(HealthDay News) — For patients with chronic heart failure, hemodynamic monitoring with the CardioMEMS-HF system improves the Kansas City Cardiomyopathy Questionnaire (KCCQ) overall summary score more than standard care, according to a study published online in The Lancet to coincide with the European Society of Cardiology Heart Failure 2023, held from May 20 to 23 in Prague.
Jasper J. Brugts, MD, from Erasmus MC University Medical Center in Rotterdam, Netherlands, and colleagues randomly assigned 348 patients with chronic heart failure of New York Heart Association class III and a previous heart failure hospitalization to hemodynamic monitoring (CardioMEMS-HF system) or standard care (176 and 172, respectively). The mean difference in the KCCQ overall summary score at 12 months was measured as the primary end point.
The researchers found that the between-group difference in mean change in KCCQ overall summary score at 12 months was 7.13 (+7.05 and −0.08 in the CardioMEMS and standard care groups, respectively). In the responder analysis, the odds ratios were 1.69 for an improvement of at least 5 points in the KCCQ overall summary score and 0.45 for a deterioration of at least 5 points in the CardioMEMS-HF versus standard care groups. The freedom of device-related or system-related complications was 97.7% and freedom of sensor failure was 98.8%.

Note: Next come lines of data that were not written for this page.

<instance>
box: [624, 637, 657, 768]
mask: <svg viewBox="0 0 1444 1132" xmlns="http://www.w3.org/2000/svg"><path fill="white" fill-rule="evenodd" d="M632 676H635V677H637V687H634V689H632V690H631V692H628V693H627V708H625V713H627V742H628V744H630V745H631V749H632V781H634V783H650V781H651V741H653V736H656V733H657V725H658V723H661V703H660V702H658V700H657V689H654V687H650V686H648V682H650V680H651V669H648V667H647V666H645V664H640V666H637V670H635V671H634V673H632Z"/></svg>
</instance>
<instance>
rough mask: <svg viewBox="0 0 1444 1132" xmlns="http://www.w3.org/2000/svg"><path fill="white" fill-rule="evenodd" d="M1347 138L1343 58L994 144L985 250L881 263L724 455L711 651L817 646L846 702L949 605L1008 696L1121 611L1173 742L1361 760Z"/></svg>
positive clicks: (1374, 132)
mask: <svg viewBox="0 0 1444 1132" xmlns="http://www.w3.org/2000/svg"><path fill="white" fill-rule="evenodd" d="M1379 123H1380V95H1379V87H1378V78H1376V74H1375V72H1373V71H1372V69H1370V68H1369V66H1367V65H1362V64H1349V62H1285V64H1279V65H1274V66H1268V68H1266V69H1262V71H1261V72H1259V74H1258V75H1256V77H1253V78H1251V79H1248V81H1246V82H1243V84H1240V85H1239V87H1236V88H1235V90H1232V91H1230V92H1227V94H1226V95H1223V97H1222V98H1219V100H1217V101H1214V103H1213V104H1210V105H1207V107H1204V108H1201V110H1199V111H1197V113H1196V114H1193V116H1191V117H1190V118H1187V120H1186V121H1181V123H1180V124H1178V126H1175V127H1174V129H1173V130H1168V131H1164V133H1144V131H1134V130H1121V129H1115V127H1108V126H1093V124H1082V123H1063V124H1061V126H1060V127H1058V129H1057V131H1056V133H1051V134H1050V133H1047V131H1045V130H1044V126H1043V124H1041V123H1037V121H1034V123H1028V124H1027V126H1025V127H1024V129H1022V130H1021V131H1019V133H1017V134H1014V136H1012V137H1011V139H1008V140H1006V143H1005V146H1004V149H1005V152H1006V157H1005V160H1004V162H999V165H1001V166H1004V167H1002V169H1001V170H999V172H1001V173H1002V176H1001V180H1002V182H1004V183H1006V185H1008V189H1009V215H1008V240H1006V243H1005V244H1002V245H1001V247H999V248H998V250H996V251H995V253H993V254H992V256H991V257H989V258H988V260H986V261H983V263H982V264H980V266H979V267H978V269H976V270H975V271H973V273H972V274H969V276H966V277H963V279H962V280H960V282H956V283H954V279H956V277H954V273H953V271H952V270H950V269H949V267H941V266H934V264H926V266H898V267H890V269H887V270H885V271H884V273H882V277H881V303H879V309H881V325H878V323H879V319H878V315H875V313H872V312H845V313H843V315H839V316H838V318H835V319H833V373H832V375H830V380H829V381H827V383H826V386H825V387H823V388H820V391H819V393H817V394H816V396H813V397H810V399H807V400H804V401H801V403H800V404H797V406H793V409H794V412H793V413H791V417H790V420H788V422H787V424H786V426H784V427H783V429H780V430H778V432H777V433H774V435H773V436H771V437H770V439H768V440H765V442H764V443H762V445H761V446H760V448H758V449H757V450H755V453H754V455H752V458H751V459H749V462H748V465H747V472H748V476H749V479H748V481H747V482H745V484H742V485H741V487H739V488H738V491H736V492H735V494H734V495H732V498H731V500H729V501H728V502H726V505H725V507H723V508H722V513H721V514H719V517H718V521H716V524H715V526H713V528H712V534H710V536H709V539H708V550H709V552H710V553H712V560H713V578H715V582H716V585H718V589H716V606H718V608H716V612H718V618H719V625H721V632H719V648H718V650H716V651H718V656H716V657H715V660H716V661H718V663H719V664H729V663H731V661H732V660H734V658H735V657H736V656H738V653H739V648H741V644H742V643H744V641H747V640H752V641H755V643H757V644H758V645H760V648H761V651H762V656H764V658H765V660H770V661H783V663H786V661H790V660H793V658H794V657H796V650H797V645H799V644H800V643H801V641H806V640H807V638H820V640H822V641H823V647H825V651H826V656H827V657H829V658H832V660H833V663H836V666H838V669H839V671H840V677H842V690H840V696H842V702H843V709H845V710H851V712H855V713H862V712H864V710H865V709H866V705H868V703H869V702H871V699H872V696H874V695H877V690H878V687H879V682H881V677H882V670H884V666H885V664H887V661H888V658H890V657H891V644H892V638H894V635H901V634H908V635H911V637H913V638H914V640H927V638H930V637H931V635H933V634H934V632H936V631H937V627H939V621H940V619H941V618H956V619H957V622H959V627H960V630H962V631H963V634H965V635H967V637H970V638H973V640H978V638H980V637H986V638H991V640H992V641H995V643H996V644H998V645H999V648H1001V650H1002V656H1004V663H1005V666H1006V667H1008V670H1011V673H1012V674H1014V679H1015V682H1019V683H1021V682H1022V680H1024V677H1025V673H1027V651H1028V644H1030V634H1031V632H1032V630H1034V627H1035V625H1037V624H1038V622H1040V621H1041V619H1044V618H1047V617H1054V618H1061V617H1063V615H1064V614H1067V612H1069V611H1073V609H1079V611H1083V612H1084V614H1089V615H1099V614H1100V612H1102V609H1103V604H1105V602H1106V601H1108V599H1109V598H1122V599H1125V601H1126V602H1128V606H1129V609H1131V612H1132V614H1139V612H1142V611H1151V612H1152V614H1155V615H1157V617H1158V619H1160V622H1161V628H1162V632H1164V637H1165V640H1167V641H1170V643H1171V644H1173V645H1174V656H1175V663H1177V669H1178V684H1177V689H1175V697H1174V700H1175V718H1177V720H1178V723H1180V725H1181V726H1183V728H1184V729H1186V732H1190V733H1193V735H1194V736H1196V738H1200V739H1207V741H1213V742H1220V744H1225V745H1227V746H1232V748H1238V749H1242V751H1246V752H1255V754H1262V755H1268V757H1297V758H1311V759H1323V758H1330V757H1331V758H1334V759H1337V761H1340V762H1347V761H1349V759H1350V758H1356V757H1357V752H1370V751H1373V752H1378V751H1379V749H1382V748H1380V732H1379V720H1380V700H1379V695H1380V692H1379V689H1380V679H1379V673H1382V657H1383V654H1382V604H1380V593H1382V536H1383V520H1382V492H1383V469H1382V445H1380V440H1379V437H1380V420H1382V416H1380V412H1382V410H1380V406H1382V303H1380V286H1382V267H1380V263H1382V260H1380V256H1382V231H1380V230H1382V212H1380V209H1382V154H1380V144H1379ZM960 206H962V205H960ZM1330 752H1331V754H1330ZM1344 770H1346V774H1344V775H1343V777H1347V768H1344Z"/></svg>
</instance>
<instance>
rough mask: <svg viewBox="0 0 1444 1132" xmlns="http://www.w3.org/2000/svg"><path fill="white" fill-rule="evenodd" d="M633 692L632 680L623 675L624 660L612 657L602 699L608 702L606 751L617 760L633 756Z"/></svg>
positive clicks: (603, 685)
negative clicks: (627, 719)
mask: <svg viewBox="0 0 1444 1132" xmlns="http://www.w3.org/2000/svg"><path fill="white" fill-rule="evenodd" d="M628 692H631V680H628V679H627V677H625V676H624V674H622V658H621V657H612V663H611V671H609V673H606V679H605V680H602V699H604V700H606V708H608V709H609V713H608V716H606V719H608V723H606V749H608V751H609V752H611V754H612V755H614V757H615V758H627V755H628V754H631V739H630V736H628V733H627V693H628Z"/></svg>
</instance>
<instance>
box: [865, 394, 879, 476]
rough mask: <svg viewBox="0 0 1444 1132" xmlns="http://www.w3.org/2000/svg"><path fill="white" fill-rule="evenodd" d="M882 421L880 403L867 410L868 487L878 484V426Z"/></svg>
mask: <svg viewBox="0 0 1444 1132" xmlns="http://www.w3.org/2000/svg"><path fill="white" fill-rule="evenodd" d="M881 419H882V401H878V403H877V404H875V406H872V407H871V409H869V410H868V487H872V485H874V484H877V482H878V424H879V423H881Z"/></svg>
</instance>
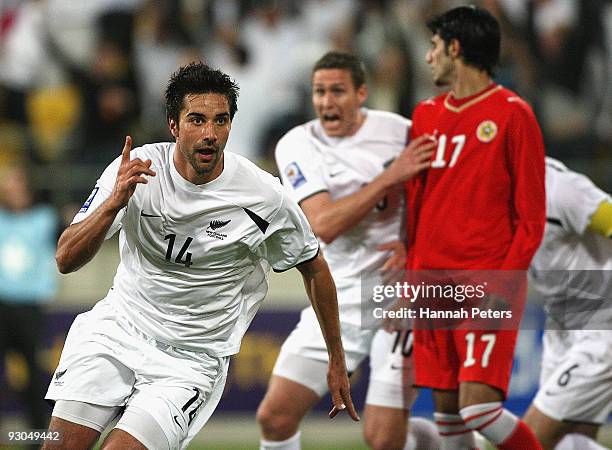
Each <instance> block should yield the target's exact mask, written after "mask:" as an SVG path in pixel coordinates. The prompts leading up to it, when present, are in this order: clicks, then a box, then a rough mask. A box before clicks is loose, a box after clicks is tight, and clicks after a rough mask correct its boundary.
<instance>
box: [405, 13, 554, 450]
mask: <svg viewBox="0 0 612 450" xmlns="http://www.w3.org/2000/svg"><path fill="white" fill-rule="evenodd" d="M427 25H428V27H429V29H430V30H431V31H432V33H433V37H432V39H431V43H432V48H431V49H430V50H429V51H428V52H427V56H426V59H427V63H428V64H429V66H430V67H431V71H432V76H433V80H434V82H435V84H436V85H439V86H442V85H449V86H450V91H449V92H448V93H445V94H443V95H440V96H438V97H435V98H433V99H428V100H425V101H423V102H421V103H420V104H419V105H418V106H417V107H416V109H415V111H414V114H413V118H412V119H413V127H412V130H411V137H412V138H415V137H417V136H421V135H423V134H428V135H431V136H432V137H433V139H435V140H436V141H437V144H438V146H437V151H436V152H434V155H433V157H432V162H431V167H430V169H429V170H428V171H427V172H425V173H423V174H422V175H420V176H418V177H417V178H415V179H413V180H410V181H409V182H407V186H406V187H407V189H406V193H407V197H408V199H409V205H408V208H407V210H408V220H407V223H408V241H409V244H410V247H411V248H410V255H409V259H408V268H409V269H431V270H435V269H473V270H526V269H527V267H528V266H529V262H530V261H531V258H532V256H533V254H534V253H535V251H536V250H537V248H538V245H539V243H540V240H541V238H542V233H543V229H544V223H545V194H544V148H543V142H542V136H541V132H540V128H539V126H538V123H537V121H536V119H535V117H534V115H533V112H532V111H531V109H530V108H529V106H528V105H527V104H526V103H525V102H524V101H523V100H522V99H520V98H519V97H518V96H517V95H516V94H515V93H513V92H511V91H509V90H507V89H505V88H503V87H502V86H500V85H497V84H495V83H494V82H493V81H492V78H491V74H492V68H493V66H494V65H495V64H496V62H497V59H498V56H499V47H500V31H499V24H498V23H497V21H496V19H495V18H494V17H493V16H491V14H489V13H488V12H487V11H486V10H484V9H480V8H475V7H459V8H455V9H452V10H450V11H448V12H446V13H444V14H442V15H440V16H437V17H434V18H433V19H431V20H430V21H429V22H428V23H427ZM517 323H518V322H517ZM516 334H517V330H516V329H510V330H499V329H498V330H474V329H463V330H459V329H454V330H449V329H419V327H418V326H417V329H415V331H414V357H415V362H416V383H417V384H418V385H420V386H427V387H431V388H432V389H433V396H434V404H435V410H436V414H435V417H436V423H437V424H438V429H439V432H440V435H441V436H442V441H443V445H442V449H447V448H448V449H450V448H452V449H473V448H476V445H475V443H474V437H473V433H472V431H473V430H478V431H479V432H480V433H481V434H483V435H484V436H485V437H487V438H488V439H489V440H490V441H491V442H493V443H495V444H496V445H497V446H498V448H500V449H540V448H541V446H540V444H539V443H538V442H537V439H536V438H535V436H534V435H533V433H532V432H531V431H530V430H529V429H528V428H527V426H526V425H525V424H524V423H523V422H521V421H520V419H518V418H517V417H515V416H514V415H513V414H512V413H510V412H509V411H507V410H506V409H504V408H503V406H502V401H503V400H504V399H505V396H506V392H507V388H508V383H509V380H510V373H511V368H512V355H513V352H514V344H515V340H516Z"/></svg>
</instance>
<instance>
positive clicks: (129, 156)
mask: <svg viewBox="0 0 612 450" xmlns="http://www.w3.org/2000/svg"><path fill="white" fill-rule="evenodd" d="M131 150H132V136H126V137H125V144H124V145H123V150H122V151H121V162H129V161H130V151H131Z"/></svg>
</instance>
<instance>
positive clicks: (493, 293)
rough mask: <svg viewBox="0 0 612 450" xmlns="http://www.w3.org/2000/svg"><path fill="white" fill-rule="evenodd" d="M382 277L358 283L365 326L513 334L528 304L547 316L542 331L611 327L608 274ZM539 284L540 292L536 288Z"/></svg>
mask: <svg viewBox="0 0 612 450" xmlns="http://www.w3.org/2000/svg"><path fill="white" fill-rule="evenodd" d="M385 277H386V274H384V273H369V274H364V276H363V277H362V285H361V306H362V307H361V312H362V326H363V327H364V328H367V329H375V328H378V327H380V326H381V324H382V323H383V322H387V323H388V322H392V323H393V324H394V327H395V328H414V327H418V328H428V329H486V330H496V329H500V330H503V329H506V330H516V329H519V328H520V327H521V319H522V316H523V312H524V310H525V305H526V301H527V299H529V301H530V302H531V303H533V304H534V305H535V307H537V308H542V310H543V311H544V310H545V311H546V312H547V317H548V319H547V322H546V327H547V328H556V329H612V299H610V295H611V292H612V289H611V280H612V274H611V273H610V271H539V272H537V273H536V272H531V273H530V274H529V277H528V273H527V271H521V270H420V271H405V272H403V273H401V274H396V276H395V277H394V278H393V279H387V278H385ZM528 280H529V283H528ZM544 282H545V283H544ZM543 285H544V286H545V287H546V289H542V290H541V293H540V294H538V293H537V291H535V287H540V288H542V286H543ZM528 286H530V287H531V289H530V290H529V294H530V295H529V296H528ZM529 323H530V324H531V323H532V322H531V321H530V322H529ZM530 326H531V325H530Z"/></svg>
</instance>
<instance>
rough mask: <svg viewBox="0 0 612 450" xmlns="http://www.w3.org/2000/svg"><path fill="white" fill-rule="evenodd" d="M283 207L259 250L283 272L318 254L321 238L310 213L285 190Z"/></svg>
mask: <svg viewBox="0 0 612 450" xmlns="http://www.w3.org/2000/svg"><path fill="white" fill-rule="evenodd" d="M284 194H285V195H284V196H283V200H282V204H281V207H280V209H279V210H278V212H277V213H276V214H275V216H274V218H273V219H272V221H271V222H270V225H269V226H268V229H267V230H266V237H265V239H264V240H263V242H262V243H261V244H260V245H259V246H258V247H257V249H256V253H257V255H258V256H260V257H261V258H263V259H265V260H266V261H268V262H269V263H270V265H271V266H272V269H273V270H274V271H275V272H283V271H285V270H288V269H291V268H292V267H295V266H297V265H298V264H301V263H303V262H306V261H309V260H311V259H313V258H314V257H315V256H317V253H318V251H319V242H318V241H317V238H316V237H315V235H314V233H313V232H312V229H311V228H310V224H309V223H308V220H307V219H306V216H305V215H304V213H303V212H302V210H301V209H300V207H299V206H298V205H297V203H296V202H295V201H293V200H292V199H291V198H289V196H288V195H286V194H287V193H286V192H284Z"/></svg>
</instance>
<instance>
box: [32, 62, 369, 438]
mask: <svg viewBox="0 0 612 450" xmlns="http://www.w3.org/2000/svg"><path fill="white" fill-rule="evenodd" d="M237 97H238V86H237V85H236V84H235V83H234V82H233V81H232V80H231V79H230V78H229V77H228V76H227V75H225V74H224V73H222V72H220V71H218V70H213V69H211V68H209V67H208V66H206V65H204V64H201V63H192V64H189V65H187V66H185V67H182V68H180V69H179V70H178V71H177V72H176V73H175V74H174V75H173V76H172V78H171V79H170V82H169V84H168V87H167V89H166V107H167V116H168V125H169V128H170V131H171V133H172V135H173V136H174V138H175V141H176V142H175V143H159V144H150V145H144V146H142V147H139V148H136V149H134V150H133V151H131V143H132V142H131V138H130V137H127V138H126V141H125V146H124V148H123V152H122V154H121V156H119V157H118V158H117V159H116V160H115V161H114V162H113V163H111V164H110V165H109V166H108V168H107V169H106V170H105V171H104V173H103V174H102V176H101V177H100V179H99V180H98V182H97V184H96V186H95V188H94V190H93V192H92V194H91V195H90V197H89V198H88V199H87V201H86V202H85V204H84V205H83V207H82V208H81V210H80V211H79V213H78V214H77V215H76V217H75V219H74V221H73V223H72V224H71V225H70V227H68V228H67V229H66V231H64V233H63V234H62V236H61V237H60V240H59V243H58V249H57V255H56V259H57V264H58V267H59V269H60V271H61V272H62V273H68V272H72V271H75V270H77V269H79V268H80V267H82V266H83V265H84V264H86V263H87V262H88V261H89V260H91V258H93V257H94V255H95V254H96V252H97V251H98V249H99V248H100V245H101V244H102V242H103V241H104V239H105V238H108V237H109V236H111V235H113V234H114V233H115V232H117V231H119V230H120V234H119V246H120V253H121V262H120V264H119V267H118V269H117V274H116V276H115V279H114V282H113V286H112V287H111V289H110V291H109V293H108V295H107V296H106V298H105V299H103V300H102V301H100V302H99V303H98V304H96V305H95V307H94V308H93V309H92V310H91V311H89V312H86V313H84V314H80V315H79V316H78V317H77V318H76V319H75V321H74V323H73V324H72V327H71V328H70V331H69V333H68V337H67V339H66V344H65V346H64V350H63V352H62V356H61V359H60V362H59V365H58V368H57V369H56V371H55V374H54V376H53V378H52V380H51V385H50V387H49V391H48V393H47V397H46V398H47V399H51V400H54V401H55V402H56V403H55V408H54V410H53V417H52V419H51V424H50V428H49V429H50V430H51V431H58V432H60V435H61V436H62V438H63V442H61V443H60V444H58V445H57V446H56V445H53V443H52V442H50V441H47V442H46V443H45V445H44V448H46V449H50V448H69V449H88V448H91V447H92V446H93V445H94V443H95V442H96V440H97V439H98V437H99V436H100V433H101V431H102V430H104V429H105V428H106V427H107V426H108V425H109V424H110V423H111V421H113V419H115V418H116V417H118V416H119V417H120V418H119V421H118V423H117V424H116V426H115V427H114V429H113V430H112V431H111V432H110V434H109V435H108V437H107V438H106V440H105V442H104V444H103V446H102V448H105V449H128V448H129V449H142V448H148V449H179V448H186V447H187V445H188V444H189V441H190V440H191V439H192V438H193V436H194V435H195V434H196V433H197V432H198V431H199V430H200V428H201V427H202V426H203V425H204V424H205V423H206V421H207V420H208V418H209V417H210V415H211V414H212V412H213V410H214V409H215V407H216V405H217V403H218V401H219V399H220V397H221V394H222V392H223V386H224V384H225V379H226V376H227V369H228V363H229V357H230V355H232V354H234V353H237V352H238V350H239V347H240V340H241V338H242V336H243V334H244V333H245V331H246V329H247V327H248V325H249V323H250V322H251V320H252V319H253V316H254V314H255V312H256V311H257V309H258V307H259V304H260V302H261V301H262V300H263V298H264V296H265V293H266V290H267V282H266V271H267V269H268V268H269V267H270V266H272V268H273V269H274V270H277V271H282V270H287V269H289V268H292V267H297V268H298V270H299V271H300V272H301V273H302V276H303V278H304V282H305V286H306V291H307V293H308V295H309V297H310V300H311V302H312V305H313V308H314V309H315V310H316V312H317V318H318V320H319V323H320V324H321V328H322V331H323V334H324V335H325V341H326V345H327V349H328V351H329V354H330V364H329V371H328V373H327V379H328V381H329V387H330V390H331V391H332V394H333V402H334V406H333V409H332V411H333V414H332V416H333V415H335V414H336V413H337V412H338V411H340V410H342V409H347V410H348V412H349V413H350V414H351V416H352V417H353V419H354V420H358V416H357V414H356V412H355V410H354V408H353V405H352V402H351V398H350V393H349V384H348V377H347V374H346V368H345V362H344V354H343V349H342V344H341V340H340V330H339V322H338V307H337V301H336V292H335V288H334V283H333V279H332V278H331V274H330V272H329V269H328V267H327V264H326V262H325V260H324V259H323V258H322V256H321V255H320V254H319V249H318V243H317V239H316V238H315V236H314V234H313V233H312V231H311V229H310V227H309V225H308V222H307V219H306V218H305V217H304V215H303V213H302V212H301V210H300V208H299V207H298V205H297V204H296V203H295V202H294V201H293V200H291V199H290V198H288V196H287V195H285V192H284V189H283V188H282V186H281V184H280V183H279V182H278V180H276V179H275V178H274V177H272V176H271V175H270V174H268V173H266V172H264V171H262V170H260V169H258V168H257V167H256V166H255V165H254V164H252V163H251V162H249V161H248V160H246V159H245V158H243V157H240V156H238V155H236V154H233V153H230V152H226V151H224V147H225V144H226V142H227V139H228V136H229V132H230V128H231V123H232V118H233V117H234V114H235V112H236V110H237Z"/></svg>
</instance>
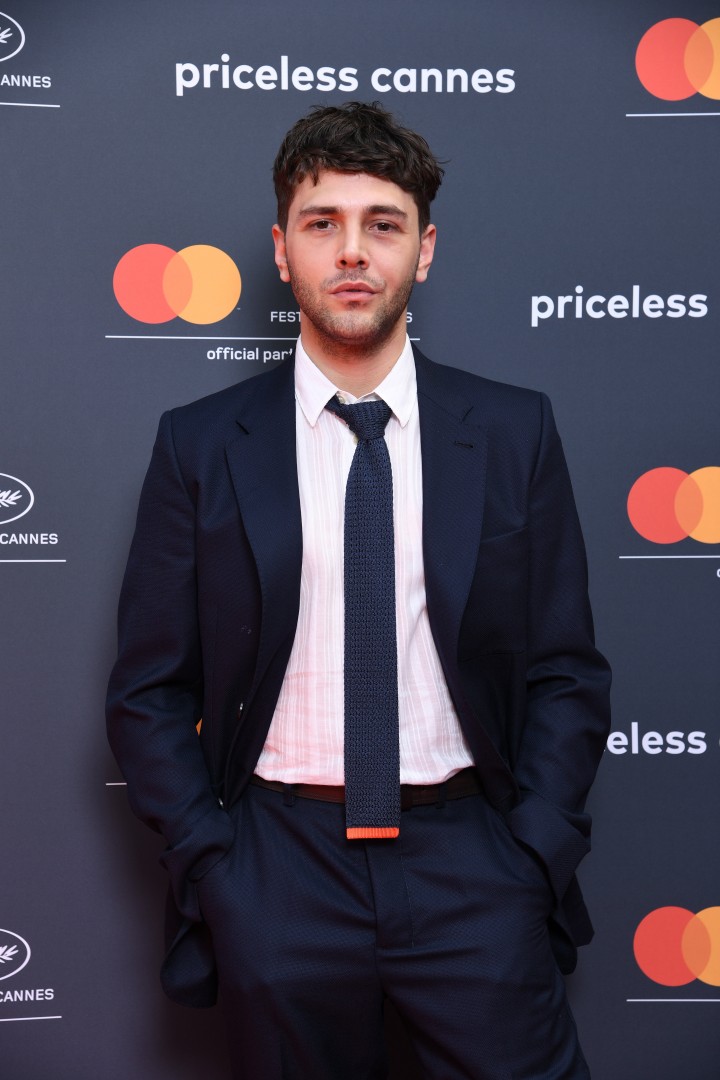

“Hemodynamic monitoring and subsequent individualized modification of diuretics and guideline-directed medical therapy substantially and significantly improve quality of life and reduce the number of heart failure hospitalizations among patients with chronic heart failure,” the authors write.
Several authors disclosed ties to pharmaceutical companies, including Abbott Laboratories, which partially funded the study and developed the CardioMEMS-HF system.